Shyamasree Datta^2,*, Roopa Biswas^2,, Michael Novotny^*, Paul G. Pavicic, Jr.^*, Tomasz Herjan^*, Palash Mandal^* and Thomas A. Hamilton^3,*

^* Department of Immunology, Lerner Research Institute, Cleveland Clinic Foundation, Cleveland, OH 44195; and Graduate School of Nursing, Uniformed Services University, Bethesda, MD 20814

mRNAs encoding proinflammatory chemokines are regulated posttranscriptionally via adenine-uridine-rich sequences (AREs) located in the 3' untranslated region of the message, which are recognized by sequence-specific RNA-binding proteins. One ARE binding protein, tristetraprolin (TTP), has been implicated in regulating the stability of several ARE-containing mRNAs, including those encoding TNF- and GM-CSF. In the present report we examined the role of TTP in regulating the decay of the mouse chemokine KC (CXCL1) mRNA. Using tetR-regulated control of transcription in TTP-deficient HEK293 cells, KC mRNA half-life was markedly decreased in the presence of TTP. Deletion and site-specific mutagenesis were used to identify multiple AUUUA sequence determinants responsible for TTP sensitivity.
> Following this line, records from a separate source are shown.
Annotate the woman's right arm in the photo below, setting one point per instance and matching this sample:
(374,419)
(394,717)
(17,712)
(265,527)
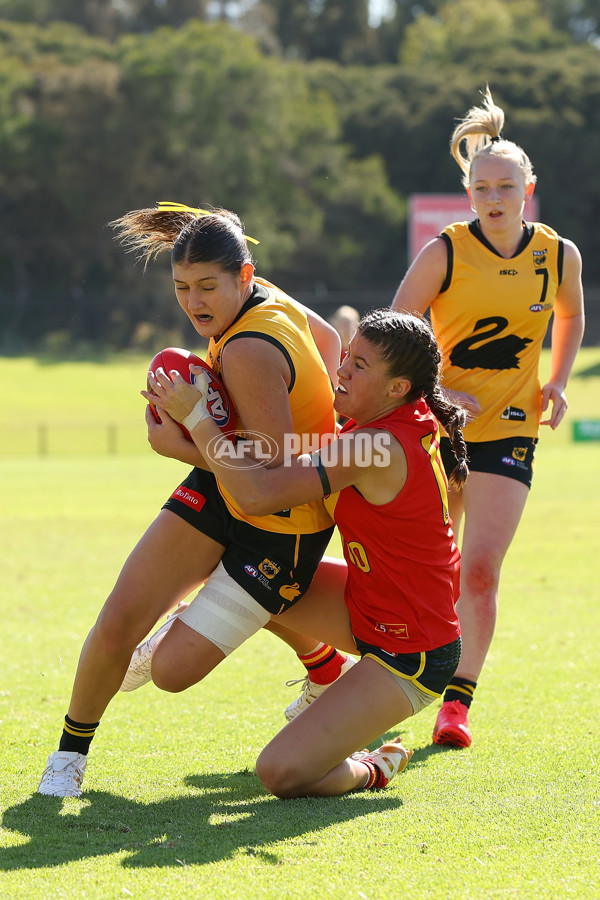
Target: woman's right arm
(424,279)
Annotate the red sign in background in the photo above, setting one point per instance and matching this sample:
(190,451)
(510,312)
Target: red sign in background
(428,214)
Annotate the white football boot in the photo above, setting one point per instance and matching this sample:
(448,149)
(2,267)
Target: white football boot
(310,691)
(63,774)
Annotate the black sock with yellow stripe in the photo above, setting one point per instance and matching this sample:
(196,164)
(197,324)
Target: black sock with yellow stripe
(77,736)
(460,689)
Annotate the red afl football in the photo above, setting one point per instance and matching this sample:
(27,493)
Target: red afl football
(217,400)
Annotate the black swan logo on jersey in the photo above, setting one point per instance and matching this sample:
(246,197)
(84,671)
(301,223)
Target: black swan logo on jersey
(501,353)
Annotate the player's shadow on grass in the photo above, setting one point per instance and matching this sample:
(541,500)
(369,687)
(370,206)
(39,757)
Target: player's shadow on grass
(229,815)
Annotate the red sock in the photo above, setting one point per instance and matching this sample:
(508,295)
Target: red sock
(324,664)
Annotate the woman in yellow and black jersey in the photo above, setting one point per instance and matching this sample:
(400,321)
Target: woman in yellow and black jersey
(492,286)
(264,346)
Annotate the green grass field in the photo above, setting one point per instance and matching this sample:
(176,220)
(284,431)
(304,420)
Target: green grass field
(172,808)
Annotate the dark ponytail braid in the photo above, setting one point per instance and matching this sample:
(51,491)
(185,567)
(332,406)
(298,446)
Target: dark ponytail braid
(408,347)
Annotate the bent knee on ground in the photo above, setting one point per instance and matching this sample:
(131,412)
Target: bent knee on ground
(481,577)
(280,777)
(178,665)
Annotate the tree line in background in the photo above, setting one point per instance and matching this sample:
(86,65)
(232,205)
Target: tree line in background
(312,124)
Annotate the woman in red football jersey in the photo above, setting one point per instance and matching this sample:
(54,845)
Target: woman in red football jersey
(492,285)
(387,492)
(264,347)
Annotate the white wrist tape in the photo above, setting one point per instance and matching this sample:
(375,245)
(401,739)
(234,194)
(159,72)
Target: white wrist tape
(198,414)
(200,411)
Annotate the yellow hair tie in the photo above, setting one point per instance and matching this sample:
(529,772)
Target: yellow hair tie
(166,206)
Although a number of studies suggest that the destabilizing activity of TTP is subject to modulation in response to ligands of Toll/IL-1 family receptors, decay mediated by TTP in 293 cells was not sensitive to stimulation with IL-1. Using primary macrophages from wild-type and TTP-deficient mice, KC mRNA instability was found to be highly dependent on TTP. Furthermore, LPS-mediated stabilization of KC mRNA is blocked by inhibition of the p38 MAPK in macrophages from wild-type but not TTP-deficient mice. These findings demonstrate that TTP is the predominant regulator of KC mRNA decay in mononuclear phagocytes acting via multiple 3'-untranslated region-localized AREs. Nevertheless, KC mRNA remains highly unstable in cells that do not express TTP, suggesting that additional determinants of instability and stimulus sensitivity may operate in cell populations where TTP is not expressed.

The costs of publication of this article were defrayed in part by the payment of page charges. This article must therefore be hereby marked advertisement in accordance with 18 U.S.C. Section 1734 solely to indicate this fact.
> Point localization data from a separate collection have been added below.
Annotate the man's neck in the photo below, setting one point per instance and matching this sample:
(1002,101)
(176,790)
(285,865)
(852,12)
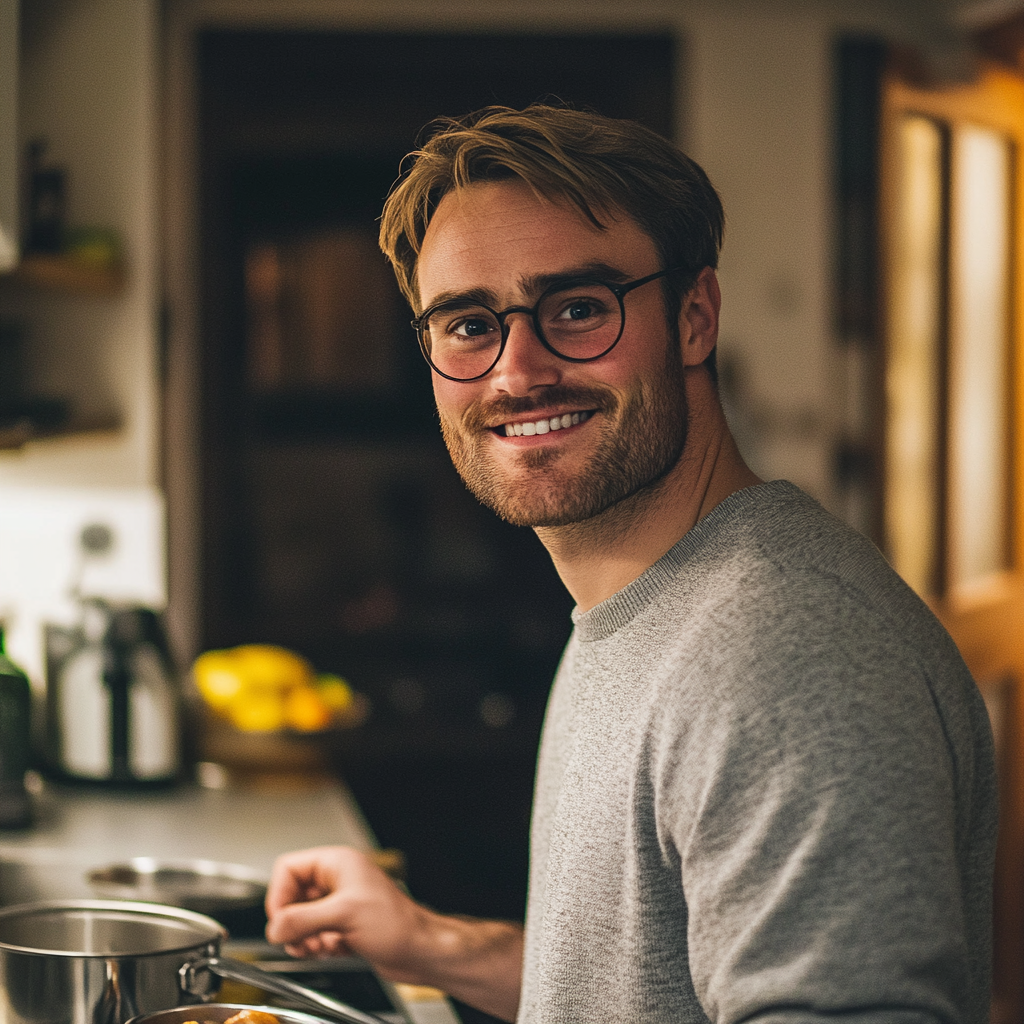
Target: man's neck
(600,556)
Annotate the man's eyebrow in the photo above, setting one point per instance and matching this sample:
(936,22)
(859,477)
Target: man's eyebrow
(534,284)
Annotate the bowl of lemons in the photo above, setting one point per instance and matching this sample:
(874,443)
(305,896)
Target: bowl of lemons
(264,702)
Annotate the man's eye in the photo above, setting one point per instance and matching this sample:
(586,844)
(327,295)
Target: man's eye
(580,309)
(471,327)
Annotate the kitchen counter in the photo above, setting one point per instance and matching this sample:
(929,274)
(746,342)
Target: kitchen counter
(243,826)
(77,829)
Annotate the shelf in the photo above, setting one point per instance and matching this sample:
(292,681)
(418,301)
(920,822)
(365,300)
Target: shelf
(17,435)
(61,273)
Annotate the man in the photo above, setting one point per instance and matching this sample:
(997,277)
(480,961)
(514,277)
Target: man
(765,787)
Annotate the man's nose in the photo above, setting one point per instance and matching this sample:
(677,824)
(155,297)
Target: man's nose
(525,364)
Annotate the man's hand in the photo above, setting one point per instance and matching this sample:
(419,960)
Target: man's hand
(335,900)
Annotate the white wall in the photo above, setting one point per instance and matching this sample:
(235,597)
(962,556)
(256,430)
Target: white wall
(88,83)
(755,101)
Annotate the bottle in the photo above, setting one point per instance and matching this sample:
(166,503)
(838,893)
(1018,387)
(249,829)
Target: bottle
(15,704)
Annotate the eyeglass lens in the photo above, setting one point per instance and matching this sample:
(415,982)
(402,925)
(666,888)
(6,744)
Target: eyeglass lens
(580,322)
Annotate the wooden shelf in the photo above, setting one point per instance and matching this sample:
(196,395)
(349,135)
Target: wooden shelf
(62,273)
(19,434)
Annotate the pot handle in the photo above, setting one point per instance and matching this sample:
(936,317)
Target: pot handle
(194,983)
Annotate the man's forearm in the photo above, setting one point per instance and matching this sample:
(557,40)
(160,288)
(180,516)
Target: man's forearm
(477,962)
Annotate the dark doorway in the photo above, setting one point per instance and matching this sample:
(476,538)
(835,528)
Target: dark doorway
(333,520)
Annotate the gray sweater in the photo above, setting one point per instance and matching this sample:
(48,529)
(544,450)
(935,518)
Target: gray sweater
(766,792)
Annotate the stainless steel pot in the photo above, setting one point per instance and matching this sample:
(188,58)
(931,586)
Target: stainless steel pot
(97,962)
(105,962)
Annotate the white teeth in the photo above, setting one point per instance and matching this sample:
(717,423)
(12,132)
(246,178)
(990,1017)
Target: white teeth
(543,426)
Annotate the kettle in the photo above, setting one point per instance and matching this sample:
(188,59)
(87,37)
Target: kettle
(113,697)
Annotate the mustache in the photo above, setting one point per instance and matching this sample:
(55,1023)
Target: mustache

¹ This work was supported by U.S. Public Health Service Grants CA39621 and AI50739.

² S.D. and R.B. contributed equally to this work.

³ Address correspondence and reprint requests to Dr. Thomas A. Hamilton, Cleveland Clinic Foundation, Lerner Research Institute, 9500 Euclid Avenue, Cleveland, OH 44195. E-mail address: hamiltt{at}ccf.org

⁴ Abbreviations used in this paper: TIR, Toll/IL-1 receptor; Act D, actinomycin D; ARE, adenine-uridine-rich element; CLU, cluster only; Dox, doxycycline; FL, full-length KC 3'-UTR; HA, hemagglutinin; M-MLV, Moloney murine leukemia virus; TTP, tristetraprolin; UTR, untranslated region.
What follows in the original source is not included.